D=semi-annual deposit (in first 45 years)
=70000
m=number of periods while working = 2*45=90
W=semi-annual withdrawal (in last n=25 years)
n=number of periods while retired = 2*25=50
A=amount accumulated on Meg's retirement
R=semi-annual interest rate = 1.045
Capital required on Meg's retirement,
First calculate A,
A=W(R^n-1)/(R-1)=70000*(1.045^50-1)/(1.045-1)
=$12,495,211.98
To accumulate A over 45 years:
12495211.98=D(R^m-1)/(R-1)=D(1.045^90-1)/(1.045-1)
D=12495211.98(1.045-1)/(1.045^90-1)
=$10,910.286
Check me.
To determine how much money Meg and her employer need to deposit per semi-annum, we need to calculate the required annuity payment.
An annuity is a series of equal payments made at regular intervals over a specified period of time. In this case, Meg wants to receive $70,000 semi-annually for 25 years.
To calculate the required annuity payment, we can use the formula for the future value of an annuity:
FV = P * [(1 + r)^n - 1] / r,
where:
FV = future value of the annuity (the desired pension amount)
P = annuity payment (the amount to be deposited per semi-annum)
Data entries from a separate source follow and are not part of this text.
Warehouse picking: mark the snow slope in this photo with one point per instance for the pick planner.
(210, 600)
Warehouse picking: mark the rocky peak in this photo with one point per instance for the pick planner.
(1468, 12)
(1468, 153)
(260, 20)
r = interest rate per semi-annum (9% per year compounded semi-annually, so r = 0.09 / 2)
n = number of periods (semi-annually for 25 years, so n = 25 * 2)
Substituting the given values into the formula, we have:
$70,000 = P * [(1 + 0.09 / 2)^(25 * 2) - 1] / (0.09 / 2).
Now we can solve for P to find the required annuity payment.
$70,000 = P * [(1.045)^50 - 1] / 0.045.
First, simplify the expression inside the brackets:
$70,000 = P * (1.045^50 - 1) / 0.045.
Next, multiply both sides of the equation by 0.045:
$70,000 * 0.045 = P * (1.045^50 - 1).
Substituting the values and solving for P:
$3,150 = P * (1.045^50 - 1).
Now, divide both sides of the equation by (1.045^50 - 1):
P = $3,150 / (1.045^50 - 1).
Calculating the expression (1.045^50 - 1) using a calculator:
(1.045^50 - 1) ≈ 49.6052.
Finally, substitute this value into the equation to find P:
P ≈ $3,150 / 49.6052.
Calculating this expression using a calculator:
P ≈ $63.39.
So, Meg and her employer must deposit approximately $63.39 per semi-annum into her pension plan.